La simplification, la prévisibilité et la rigueur budgétaire sont au cœur de notre action. Les entreprises n’ont pas besoin d’être sur-subventionnées : elles ont besoin d’un cadre clair et stable pour investir et se développer.
La transition énergétique, climatique et environnementale offre-t-elle une opportunité pour les industries wallonnes ?
Oui, mais à une condition essentielle : que l’Europe reste compétitive. C’est d’ailleurs le message que j’ai porté ces derniers mois au niveau du Conseil Environnement ou encore à la COP30, à Belém.

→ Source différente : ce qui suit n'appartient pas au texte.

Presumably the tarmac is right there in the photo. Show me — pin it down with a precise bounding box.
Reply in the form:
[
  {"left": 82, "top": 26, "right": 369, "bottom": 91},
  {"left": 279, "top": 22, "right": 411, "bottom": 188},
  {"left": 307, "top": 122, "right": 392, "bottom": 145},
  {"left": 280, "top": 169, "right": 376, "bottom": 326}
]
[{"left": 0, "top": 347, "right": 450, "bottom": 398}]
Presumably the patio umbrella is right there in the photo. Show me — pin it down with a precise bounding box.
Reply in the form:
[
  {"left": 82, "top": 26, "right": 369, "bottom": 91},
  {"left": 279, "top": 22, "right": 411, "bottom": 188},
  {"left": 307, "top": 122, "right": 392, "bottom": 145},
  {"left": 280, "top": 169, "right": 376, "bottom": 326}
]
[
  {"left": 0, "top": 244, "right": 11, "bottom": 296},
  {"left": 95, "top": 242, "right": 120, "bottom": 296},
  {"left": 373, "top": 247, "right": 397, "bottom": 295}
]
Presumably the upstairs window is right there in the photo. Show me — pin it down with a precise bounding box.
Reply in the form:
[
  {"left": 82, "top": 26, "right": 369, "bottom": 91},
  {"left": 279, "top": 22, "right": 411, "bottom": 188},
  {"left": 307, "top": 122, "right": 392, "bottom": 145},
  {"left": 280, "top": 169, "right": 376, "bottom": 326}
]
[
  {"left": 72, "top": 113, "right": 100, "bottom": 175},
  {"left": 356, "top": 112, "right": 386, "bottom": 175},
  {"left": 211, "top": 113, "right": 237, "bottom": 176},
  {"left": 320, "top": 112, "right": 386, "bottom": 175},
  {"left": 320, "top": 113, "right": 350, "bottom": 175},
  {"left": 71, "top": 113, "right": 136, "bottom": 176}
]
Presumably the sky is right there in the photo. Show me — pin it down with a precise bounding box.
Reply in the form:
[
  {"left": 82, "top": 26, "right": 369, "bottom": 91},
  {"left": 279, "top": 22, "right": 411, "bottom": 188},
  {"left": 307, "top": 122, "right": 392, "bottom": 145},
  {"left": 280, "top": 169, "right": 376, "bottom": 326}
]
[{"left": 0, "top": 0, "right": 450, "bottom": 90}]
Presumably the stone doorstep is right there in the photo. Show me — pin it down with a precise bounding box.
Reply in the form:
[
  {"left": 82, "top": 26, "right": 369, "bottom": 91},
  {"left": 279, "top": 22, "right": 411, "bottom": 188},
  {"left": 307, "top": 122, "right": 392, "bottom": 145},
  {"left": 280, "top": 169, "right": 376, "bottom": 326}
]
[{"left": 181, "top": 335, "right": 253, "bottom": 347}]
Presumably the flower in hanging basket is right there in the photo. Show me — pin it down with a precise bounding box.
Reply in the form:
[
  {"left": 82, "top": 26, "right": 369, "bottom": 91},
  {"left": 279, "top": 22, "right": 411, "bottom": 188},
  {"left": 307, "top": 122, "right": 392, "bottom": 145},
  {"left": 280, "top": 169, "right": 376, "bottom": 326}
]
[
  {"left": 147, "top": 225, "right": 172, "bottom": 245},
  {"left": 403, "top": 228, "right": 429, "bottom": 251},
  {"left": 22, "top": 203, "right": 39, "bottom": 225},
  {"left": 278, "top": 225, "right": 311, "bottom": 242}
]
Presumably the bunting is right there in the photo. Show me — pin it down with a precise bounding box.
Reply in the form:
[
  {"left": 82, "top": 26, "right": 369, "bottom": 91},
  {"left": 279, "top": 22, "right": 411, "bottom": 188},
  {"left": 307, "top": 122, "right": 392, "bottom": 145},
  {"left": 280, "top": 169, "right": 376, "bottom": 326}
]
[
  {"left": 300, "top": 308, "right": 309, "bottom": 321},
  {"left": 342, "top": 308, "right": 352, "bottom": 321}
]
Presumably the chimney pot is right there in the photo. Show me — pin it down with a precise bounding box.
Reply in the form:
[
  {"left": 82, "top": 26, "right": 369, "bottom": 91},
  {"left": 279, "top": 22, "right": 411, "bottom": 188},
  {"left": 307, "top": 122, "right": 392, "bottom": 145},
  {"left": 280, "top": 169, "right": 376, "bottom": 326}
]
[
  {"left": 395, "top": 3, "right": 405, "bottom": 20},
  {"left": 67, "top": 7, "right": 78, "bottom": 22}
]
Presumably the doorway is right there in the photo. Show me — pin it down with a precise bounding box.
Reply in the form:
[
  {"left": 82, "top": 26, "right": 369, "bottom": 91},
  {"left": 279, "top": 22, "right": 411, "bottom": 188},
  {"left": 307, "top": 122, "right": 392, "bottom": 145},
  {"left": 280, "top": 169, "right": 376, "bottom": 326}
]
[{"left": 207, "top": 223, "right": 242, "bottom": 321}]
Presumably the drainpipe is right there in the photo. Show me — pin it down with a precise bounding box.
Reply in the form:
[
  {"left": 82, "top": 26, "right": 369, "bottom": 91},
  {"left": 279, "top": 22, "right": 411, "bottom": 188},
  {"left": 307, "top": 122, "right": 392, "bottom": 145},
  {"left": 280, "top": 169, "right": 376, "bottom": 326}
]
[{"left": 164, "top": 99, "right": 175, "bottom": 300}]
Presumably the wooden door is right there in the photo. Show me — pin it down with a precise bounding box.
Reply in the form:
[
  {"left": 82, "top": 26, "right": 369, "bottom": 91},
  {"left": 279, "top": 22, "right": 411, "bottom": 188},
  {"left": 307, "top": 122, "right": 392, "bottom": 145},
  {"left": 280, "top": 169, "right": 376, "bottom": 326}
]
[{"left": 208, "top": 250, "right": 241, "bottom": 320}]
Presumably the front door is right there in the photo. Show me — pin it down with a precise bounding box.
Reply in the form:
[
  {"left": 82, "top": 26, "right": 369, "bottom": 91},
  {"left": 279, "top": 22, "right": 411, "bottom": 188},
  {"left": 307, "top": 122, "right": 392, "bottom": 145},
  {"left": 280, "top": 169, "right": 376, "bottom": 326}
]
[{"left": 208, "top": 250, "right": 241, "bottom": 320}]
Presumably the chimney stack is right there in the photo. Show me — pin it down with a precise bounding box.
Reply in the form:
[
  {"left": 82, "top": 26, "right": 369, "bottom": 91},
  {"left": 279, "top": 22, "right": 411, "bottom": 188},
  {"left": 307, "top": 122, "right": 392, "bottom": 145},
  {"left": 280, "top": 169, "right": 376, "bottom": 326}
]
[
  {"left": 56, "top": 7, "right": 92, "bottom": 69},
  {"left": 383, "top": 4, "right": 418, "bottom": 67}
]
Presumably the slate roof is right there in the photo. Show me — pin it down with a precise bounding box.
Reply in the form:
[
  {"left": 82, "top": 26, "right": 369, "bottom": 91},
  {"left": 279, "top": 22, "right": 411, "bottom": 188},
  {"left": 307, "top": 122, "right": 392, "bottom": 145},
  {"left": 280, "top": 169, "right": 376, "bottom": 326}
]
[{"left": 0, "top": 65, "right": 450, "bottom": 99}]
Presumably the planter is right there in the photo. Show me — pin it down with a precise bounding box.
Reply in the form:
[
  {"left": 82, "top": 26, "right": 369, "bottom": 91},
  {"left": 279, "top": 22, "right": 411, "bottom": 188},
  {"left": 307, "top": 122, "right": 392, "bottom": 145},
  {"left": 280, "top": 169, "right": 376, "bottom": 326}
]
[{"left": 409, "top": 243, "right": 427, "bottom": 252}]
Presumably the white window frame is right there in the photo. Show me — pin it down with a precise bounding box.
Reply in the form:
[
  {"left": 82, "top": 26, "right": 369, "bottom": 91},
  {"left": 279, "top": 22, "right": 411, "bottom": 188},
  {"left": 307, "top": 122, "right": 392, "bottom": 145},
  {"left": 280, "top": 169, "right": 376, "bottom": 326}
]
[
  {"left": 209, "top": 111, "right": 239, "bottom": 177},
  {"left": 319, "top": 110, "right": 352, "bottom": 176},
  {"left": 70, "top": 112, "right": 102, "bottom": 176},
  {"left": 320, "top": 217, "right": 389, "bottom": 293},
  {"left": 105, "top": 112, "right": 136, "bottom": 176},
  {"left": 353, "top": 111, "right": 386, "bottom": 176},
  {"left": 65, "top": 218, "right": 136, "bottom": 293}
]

Si nous voulons que nos industries puissent tirer parti de la transition, il faut s’en donner les moyens. C’est cela qui permettra à nos entreprises d’investir, d’innover et de créer de l’activité chez nous, plutôt que de voir ces projets partir ailleurs.
Je pense d’ailleurs qu’il faut une pause paperasse. Un des problèmes de l’Europe, c’est l’empilement incessant de législations et une précipitation qui n’est pas en phase avec les réalités du quotidien.
Je suis une Européenne convaincue. Mais il faut un sursaut. La Commission le reconnaît. Il faut désormais passer aux actes. En effet, sans une Europe forte, capable de protéger son industrie face à la concurrence, la transition risque de se faire au détriment de notre tissu économique et des citoyens.
Si vous deviez retenir une seule priorité pour accélérer la transition tout en soutenant la croissance de nos entreprises, laquelle serait-ce ?
La simplification. Pour les citoyens et pour les entreprises.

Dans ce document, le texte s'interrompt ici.